My Lords, I am glad to follow the right reverend Prelate in a very brief but powerful and moving speech. I am glad that he referred to the Ugandan Asians. I was a very new, young Member of another place, alongside my now noble friend Lord Tugendhat, in 1970, and when I look back upon that time, I think that it was the best decision of the Heath Government, notwithstanding any others. We behaved as good neighbours and received people into our midst, and we have received manifold benefits as a result of that. Indeed, my noble friend Lord Popat introduced a debate in this House to commemorate the 40th anniversary of the coming of the Ugandan Asians.
Of course, there is no exact parallel. Ugandan Asians, for the most part, had British passports. We were taking in those who had a degree of entitlement, although there were many voices raised at the time to suggest that they did not. However, it is an interesting parallel to draw. I am very glad that my noble friend Lord Tugendhat referred to the late, great Sir Nicholas Winton, who, with his Kindertransport, did so much—unheralded and unknown until recent years—to bring children here from one of the most evil and repressive regimes in history. Many of them settled and, indeed, we have at least one in our own midst, the noble Lord, Lord Dubs, who has talked movingly of that.
This is a humanitarian issue. We are talking about refugees, people who are fleeing evil regimes, situations of civil war and repression. It is not an unfair analogy to say that the evil of ISIL compares with the evil of Nazi Germany. I am grateful, as are others, to our noble friend Lady Prashar for the way in which she chairs our sub-committee and for the manner in which she introduced this debate.
We all understand the caution on the part of the Government when immigration was an issue that played large in the recent general election and when the policy of an open door excites sometimes very unfair, sometimes downright wrong responses from certain people.
We are not talking of ordinary immigrants here. Of course, precautions have to be taken. It is necessary for fingerprints to be taken, because in the areas from which these poor people flee not only is there strife and civil war but there are those, some of them from our country, who are fomenting trouble and are guilty of terrible things. We have to be careful, but being careful does not mean that you have to slam the door or refuse to open it.
I very much hope that the Government will heed the voices heard in this debate. I hope that they will recognise that this great humanitarian crisis—the greatest, as has been said, since the end of the Second World War—behoves us to behave as good neighbours. None of us is saying that there should be a mandatory scheme. You cannot order people to be kind, as the right reverend Prelate made plain in his remarks, but a voluntary scheme is one of which we should be part, as long as the renegotiation, of which we should be part, produces a workable one. I believe that it can and should; I hope that it will.

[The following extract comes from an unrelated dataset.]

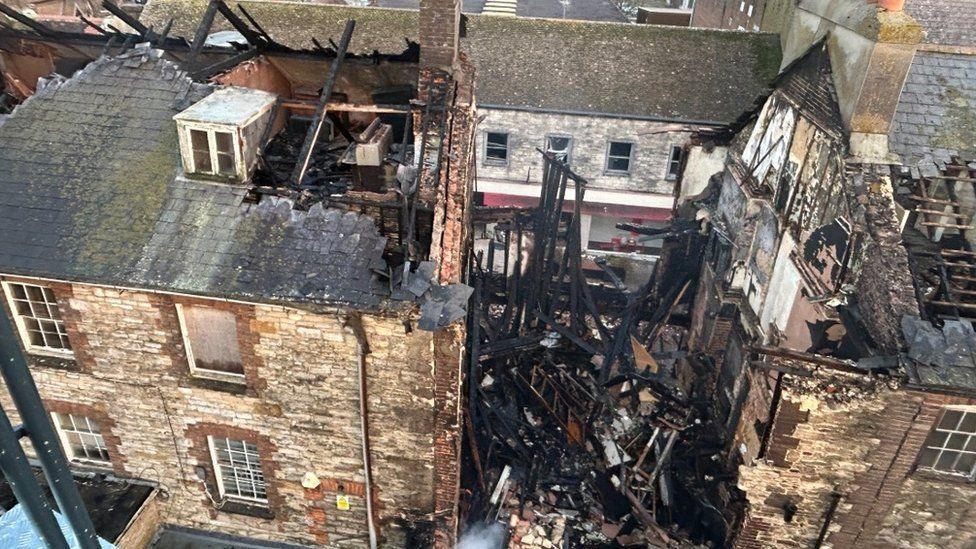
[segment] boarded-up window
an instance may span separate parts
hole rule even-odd
[[[244,365],[237,342],[237,318],[229,311],[177,305],[190,369],[243,380]]]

The noble Lord, Lord Jay, has reminded us that we are a world power. We have a seat on the United Nations Security Council. As the noble Baroness, Lady Ludford, reminded us, we are a leading member of the European Union, one of the largest nations. If we remain within it, as I devoutly hope that we will, within a decade or so we will probably be the most powerful economic nation within the European Union.
Of course we have national obligations, and it is by recognising national responsibilities in the past that our country has become a great country. In the 19th century, we opened our doors to people. In the 20th century, we opened our doors to people. In the 21st century, we must be prepared to take into our midst not unlimited numbers—that is not possible—but the sort of people for whom Nicholas Winton fought to gain admittance to the United Kingdom.
I sincerely hope that my noble friend who will be replying to this debate, who has an enviable reputation as a Minister of sensitivity, compassion and thought, will be able to give us an encouraging response, because this is a modest report which makes a modest request. It is fitting that the last debate before we break for the summer should be one where we look not inward but outward and seek to recognise the plight of those whose sufferings we cannot even begin properly to imagine and to say to them: “Yes, we will behave as good neighbours”.